Plastic bag production is a 2 step process: 1) Blowing film, surface treatment, and printing 2) Sealing, cutting, and punching This factory uses flexography printing to print the desired design on the plastic bag. This involves aligning very precisely multiple colors. More on flexography below (at the end). http://www.sy-pm.com/english/images/news/2011731172452414.jpg
In old flexo printing systems (which are most common in this industry), quality control systems are very basic relying on an operator to visually inspect the printing quality. However, during the printing phase of the plastic bags manufacturing process, several problems may arise: • Colors misalignment • Printed colors not respecting Pantone specifications (due to solvent use) • General misalignment of the print, • Roll dimensions changes due to blowing process, etc…
These issues mentioned above can cause the print on the plastic roll to be out-of-spec and result in faulty output that goes to waste, thus impacting the overall efficiency of the factory. The faster the operator corrects the before mentioned problems, the less the number of bags goes to waste. Consequently, the operator must constantly and repetitively monitor the quality of the printing process. In small factories with limited number of operators, this limits the operators productivity by preventing him to focus on other tasks.
The general idea of this project is to provide factories with low-cost, easy to install machine vision quality control systems that can be retrofitted on old systems to enable high-speed monitoring on production and assembly lines.

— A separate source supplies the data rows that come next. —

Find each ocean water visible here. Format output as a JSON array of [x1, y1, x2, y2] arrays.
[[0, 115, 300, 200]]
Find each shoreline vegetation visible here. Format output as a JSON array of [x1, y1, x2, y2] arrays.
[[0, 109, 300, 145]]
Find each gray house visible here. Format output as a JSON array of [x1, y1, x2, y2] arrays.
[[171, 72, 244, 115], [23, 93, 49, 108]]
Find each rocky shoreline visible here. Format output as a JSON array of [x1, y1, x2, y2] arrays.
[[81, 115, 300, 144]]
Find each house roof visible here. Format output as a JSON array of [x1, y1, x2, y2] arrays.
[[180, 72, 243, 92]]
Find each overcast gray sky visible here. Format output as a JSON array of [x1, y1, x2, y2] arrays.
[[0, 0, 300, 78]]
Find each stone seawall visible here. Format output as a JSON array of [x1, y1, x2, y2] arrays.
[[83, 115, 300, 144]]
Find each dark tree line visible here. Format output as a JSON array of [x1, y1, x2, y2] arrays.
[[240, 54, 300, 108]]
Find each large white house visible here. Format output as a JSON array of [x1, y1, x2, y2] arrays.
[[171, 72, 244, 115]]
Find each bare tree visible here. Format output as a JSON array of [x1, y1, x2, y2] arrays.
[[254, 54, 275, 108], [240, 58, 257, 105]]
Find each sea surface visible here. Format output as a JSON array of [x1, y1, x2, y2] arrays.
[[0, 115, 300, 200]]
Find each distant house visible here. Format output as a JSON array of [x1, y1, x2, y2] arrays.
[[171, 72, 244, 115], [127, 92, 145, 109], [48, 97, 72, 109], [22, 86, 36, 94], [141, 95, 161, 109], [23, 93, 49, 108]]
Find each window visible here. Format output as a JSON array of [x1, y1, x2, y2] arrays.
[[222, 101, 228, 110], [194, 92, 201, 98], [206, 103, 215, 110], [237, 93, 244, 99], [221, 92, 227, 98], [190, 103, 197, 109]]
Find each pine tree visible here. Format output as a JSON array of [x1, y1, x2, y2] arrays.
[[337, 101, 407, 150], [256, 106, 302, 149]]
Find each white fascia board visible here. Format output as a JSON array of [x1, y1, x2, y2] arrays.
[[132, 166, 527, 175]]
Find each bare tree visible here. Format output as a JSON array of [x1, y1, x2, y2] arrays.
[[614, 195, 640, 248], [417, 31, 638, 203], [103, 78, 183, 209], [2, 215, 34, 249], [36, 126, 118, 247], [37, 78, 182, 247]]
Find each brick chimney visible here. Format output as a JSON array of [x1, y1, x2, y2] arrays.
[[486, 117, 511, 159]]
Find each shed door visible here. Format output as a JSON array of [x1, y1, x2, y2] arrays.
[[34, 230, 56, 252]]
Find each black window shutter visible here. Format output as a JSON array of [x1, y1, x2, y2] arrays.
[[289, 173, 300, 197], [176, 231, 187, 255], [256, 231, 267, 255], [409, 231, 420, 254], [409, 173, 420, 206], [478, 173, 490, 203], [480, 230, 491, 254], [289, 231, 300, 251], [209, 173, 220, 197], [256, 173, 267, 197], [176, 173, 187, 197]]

The objective is use deep convolutional learning and computer vision for anomaly detection in the manufacturing process.
In this specific application of the plastic bag manufacturing line, the project aims to detect printing quality anomalies using deep convolutional neural networks and alert the operator through an alarm to fix the problem.
Another objective is to design the device to be cheaper than sophisticated machine vision systems by using the Movidius Neural Compute Stick installed on a Raspberry Pi and a standard high-quality USB camera, to enable edge inference and anomaly detection.
Training • The training of the convolutional neural network will take place on the Intel Nervana DevCloud. • The neural network architecture will probably be a customized GoogleLeNet v1 topology with a reduced fully-connected layer class from 1,000 to 2 binary classification as output. • "This topology balances the training/inference time and testing accuracy, making it well suited for use as image classification." This was inspired by this Intel project published in August 2017: https://software.intel.com/en-us/articles/manufacturing-package-fault-detection-using-deep-learning • This will be implemented using Caffe optimized for Intel architecture with the Intel MKL • The training will use supervised learning using images from the real-time video feed labeled as normal, and several faulty prints labeled as abnormal. • Another method could be by using a CONV-LSTM architecture for the anomaly detection without having to use binary classification.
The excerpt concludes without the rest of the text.